Scientists and doctors have compiled radiation dose estimates into a database -- called Operation Tomodachi Registry -- that eventually will list the 70,000 U.S. service personnel, civilians and family members on or near mainland Japan during the 60 days after the March 11, 2011 earthquake and tsunami, Stars and Stripes reported Wednesday.
The highest radiation dose estimates were on bases in Sendai, about 50 miles from the nuclear power plant, military officials said. where adults may have received doses of up to 0.12 rem of radiation to their bodies and 1.2 rem in their thyroids. Doses at other bases generally were lower than at Sendai.
Stars and Stripes said a CT scan results in a full-body dose of 5.0 rem, while an average annual dose from environmental radiation in the United States is about 0.31 rem. U.S. exposure guidelines indicated accepted safe limits for radiation doses to the thyroid are 50 rem for adults and 5.0 rem for children.

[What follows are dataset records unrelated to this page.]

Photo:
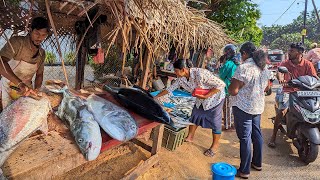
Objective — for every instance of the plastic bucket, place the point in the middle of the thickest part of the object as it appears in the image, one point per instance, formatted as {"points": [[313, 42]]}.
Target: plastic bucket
{"points": [[223, 171]]}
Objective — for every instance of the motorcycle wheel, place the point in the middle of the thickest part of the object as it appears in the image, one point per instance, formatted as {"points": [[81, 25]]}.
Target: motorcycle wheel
{"points": [[269, 92], [309, 151]]}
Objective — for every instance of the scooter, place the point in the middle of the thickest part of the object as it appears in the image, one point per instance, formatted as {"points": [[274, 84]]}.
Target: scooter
{"points": [[302, 120], [268, 91]]}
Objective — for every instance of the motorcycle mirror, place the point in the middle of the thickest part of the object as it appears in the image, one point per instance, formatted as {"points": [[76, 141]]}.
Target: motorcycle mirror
{"points": [[283, 69]]}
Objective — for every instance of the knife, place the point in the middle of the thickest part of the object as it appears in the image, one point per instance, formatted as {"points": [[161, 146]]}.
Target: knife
{"points": [[31, 95]]}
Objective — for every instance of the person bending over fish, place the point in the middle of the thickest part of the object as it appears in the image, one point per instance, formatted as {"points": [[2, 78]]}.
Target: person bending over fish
{"points": [[21, 58], [207, 111]]}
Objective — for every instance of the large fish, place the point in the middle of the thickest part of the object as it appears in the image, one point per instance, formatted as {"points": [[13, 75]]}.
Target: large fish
{"points": [[18, 121], [75, 112], [115, 121], [141, 102]]}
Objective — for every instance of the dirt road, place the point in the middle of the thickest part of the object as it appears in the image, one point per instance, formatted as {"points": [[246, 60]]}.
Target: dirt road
{"points": [[188, 162]]}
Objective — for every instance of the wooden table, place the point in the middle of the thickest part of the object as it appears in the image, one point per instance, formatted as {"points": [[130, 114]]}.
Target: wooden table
{"points": [[46, 157]]}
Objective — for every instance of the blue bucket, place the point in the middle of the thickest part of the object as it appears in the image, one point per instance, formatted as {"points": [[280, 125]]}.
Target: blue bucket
{"points": [[223, 171]]}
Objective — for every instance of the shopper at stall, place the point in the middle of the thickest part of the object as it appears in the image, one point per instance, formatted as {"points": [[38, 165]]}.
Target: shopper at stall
{"points": [[207, 111], [22, 58], [247, 100], [225, 73]]}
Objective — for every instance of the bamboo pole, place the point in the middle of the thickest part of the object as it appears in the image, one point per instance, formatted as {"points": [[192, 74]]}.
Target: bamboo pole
{"points": [[57, 40]]}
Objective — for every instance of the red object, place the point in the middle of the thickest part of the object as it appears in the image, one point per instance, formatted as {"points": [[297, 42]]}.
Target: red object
{"points": [[99, 58], [143, 124], [199, 91]]}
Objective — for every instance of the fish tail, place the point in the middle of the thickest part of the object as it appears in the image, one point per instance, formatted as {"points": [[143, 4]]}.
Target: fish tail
{"points": [[110, 89], [56, 88], [2, 177]]}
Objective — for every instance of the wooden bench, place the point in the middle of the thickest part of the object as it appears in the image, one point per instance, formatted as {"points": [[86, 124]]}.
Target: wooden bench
{"points": [[46, 157]]}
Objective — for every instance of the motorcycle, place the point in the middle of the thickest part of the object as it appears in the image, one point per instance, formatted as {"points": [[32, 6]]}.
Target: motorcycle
{"points": [[272, 70], [302, 120]]}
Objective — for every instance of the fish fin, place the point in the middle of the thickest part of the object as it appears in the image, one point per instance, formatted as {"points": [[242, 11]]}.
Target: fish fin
{"points": [[143, 90], [56, 88], [44, 127], [110, 89], [2, 177]]}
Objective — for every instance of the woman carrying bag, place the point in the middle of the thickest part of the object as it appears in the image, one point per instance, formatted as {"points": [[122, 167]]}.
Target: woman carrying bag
{"points": [[247, 90], [207, 111]]}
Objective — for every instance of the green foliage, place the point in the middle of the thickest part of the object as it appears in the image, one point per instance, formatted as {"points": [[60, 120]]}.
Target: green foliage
{"points": [[70, 58], [50, 58], [273, 33], [239, 18], [285, 40]]}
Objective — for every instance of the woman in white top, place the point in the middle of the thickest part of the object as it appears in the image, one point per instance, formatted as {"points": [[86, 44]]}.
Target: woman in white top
{"points": [[247, 90], [207, 111]]}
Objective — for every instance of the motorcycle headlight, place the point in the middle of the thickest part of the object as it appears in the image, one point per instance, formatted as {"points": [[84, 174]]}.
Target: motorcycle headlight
{"points": [[311, 117]]}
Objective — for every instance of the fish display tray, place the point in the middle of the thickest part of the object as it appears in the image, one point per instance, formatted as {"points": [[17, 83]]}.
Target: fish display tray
{"points": [[173, 139]]}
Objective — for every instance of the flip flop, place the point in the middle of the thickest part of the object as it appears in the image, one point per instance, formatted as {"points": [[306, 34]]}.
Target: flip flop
{"points": [[185, 140], [209, 153], [272, 145], [241, 175], [257, 168]]}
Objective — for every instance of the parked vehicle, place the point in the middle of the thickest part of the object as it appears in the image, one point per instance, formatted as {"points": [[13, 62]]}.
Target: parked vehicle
{"points": [[302, 121], [268, 92]]}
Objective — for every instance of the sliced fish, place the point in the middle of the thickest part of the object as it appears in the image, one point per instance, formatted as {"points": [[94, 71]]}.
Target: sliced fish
{"points": [[115, 121], [86, 131], [18, 121]]}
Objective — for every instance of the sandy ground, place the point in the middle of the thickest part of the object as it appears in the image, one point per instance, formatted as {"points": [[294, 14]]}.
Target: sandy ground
{"points": [[188, 161]]}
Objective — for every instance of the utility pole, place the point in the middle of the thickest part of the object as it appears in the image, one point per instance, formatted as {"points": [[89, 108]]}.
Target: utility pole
{"points": [[316, 11], [304, 30]]}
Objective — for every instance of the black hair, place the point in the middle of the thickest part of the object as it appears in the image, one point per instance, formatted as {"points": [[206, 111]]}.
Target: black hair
{"points": [[182, 63], [259, 58], [299, 46], [40, 23], [248, 48]]}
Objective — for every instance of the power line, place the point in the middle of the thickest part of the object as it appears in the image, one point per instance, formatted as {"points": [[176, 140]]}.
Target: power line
{"points": [[285, 11]]}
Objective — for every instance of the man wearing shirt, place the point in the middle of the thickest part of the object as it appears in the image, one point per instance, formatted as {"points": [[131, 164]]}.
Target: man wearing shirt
{"points": [[297, 66], [22, 58]]}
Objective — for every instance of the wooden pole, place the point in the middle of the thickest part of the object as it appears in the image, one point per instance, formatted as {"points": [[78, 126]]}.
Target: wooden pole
{"points": [[80, 66], [146, 69]]}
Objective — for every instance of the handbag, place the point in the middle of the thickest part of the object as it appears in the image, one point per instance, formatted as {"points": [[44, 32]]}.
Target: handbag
{"points": [[200, 91]]}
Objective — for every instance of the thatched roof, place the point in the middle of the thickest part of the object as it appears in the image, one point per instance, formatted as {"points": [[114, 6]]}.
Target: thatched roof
{"points": [[157, 22]]}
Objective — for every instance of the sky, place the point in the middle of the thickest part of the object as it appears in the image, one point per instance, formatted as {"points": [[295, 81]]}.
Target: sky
{"points": [[271, 10]]}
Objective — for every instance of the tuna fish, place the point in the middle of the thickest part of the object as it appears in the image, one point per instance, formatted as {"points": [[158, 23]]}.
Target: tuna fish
{"points": [[115, 121], [86, 131], [140, 102], [18, 121]]}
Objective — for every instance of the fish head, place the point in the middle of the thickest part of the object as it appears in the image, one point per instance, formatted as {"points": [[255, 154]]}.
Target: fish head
{"points": [[87, 135], [123, 126]]}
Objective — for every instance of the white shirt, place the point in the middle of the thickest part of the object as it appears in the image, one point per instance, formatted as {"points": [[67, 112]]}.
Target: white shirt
{"points": [[201, 78], [250, 97]]}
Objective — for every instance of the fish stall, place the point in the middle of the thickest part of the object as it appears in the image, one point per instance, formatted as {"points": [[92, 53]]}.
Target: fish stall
{"points": [[80, 138]]}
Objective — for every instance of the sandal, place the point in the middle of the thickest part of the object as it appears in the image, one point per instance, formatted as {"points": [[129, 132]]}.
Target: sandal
{"points": [[272, 145], [241, 175], [257, 168], [209, 153]]}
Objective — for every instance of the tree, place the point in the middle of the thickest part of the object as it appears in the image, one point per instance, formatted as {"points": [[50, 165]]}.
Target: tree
{"points": [[285, 40], [273, 33], [238, 17]]}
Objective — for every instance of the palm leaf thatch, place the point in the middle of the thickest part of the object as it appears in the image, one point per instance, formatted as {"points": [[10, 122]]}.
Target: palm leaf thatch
{"points": [[155, 24]]}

Officials said when the database is completed in December, it will include location-based dose estimates at 13 locations in Japan.
Officials decided to publish the information because the Defense Department wants to ensure a registry was available "within the lifetime of the individuals" to address disease- or illness-related issues that could possibly be tracked to radiation exposure, said Craig Postlewaite, a Pentagon public health practitioner.
"If people develop health conditions in the future that their providers feel might be related to radiation they can go to the registry," Postlewaite said. "If we didn't have this information available there would be questions in people's minds."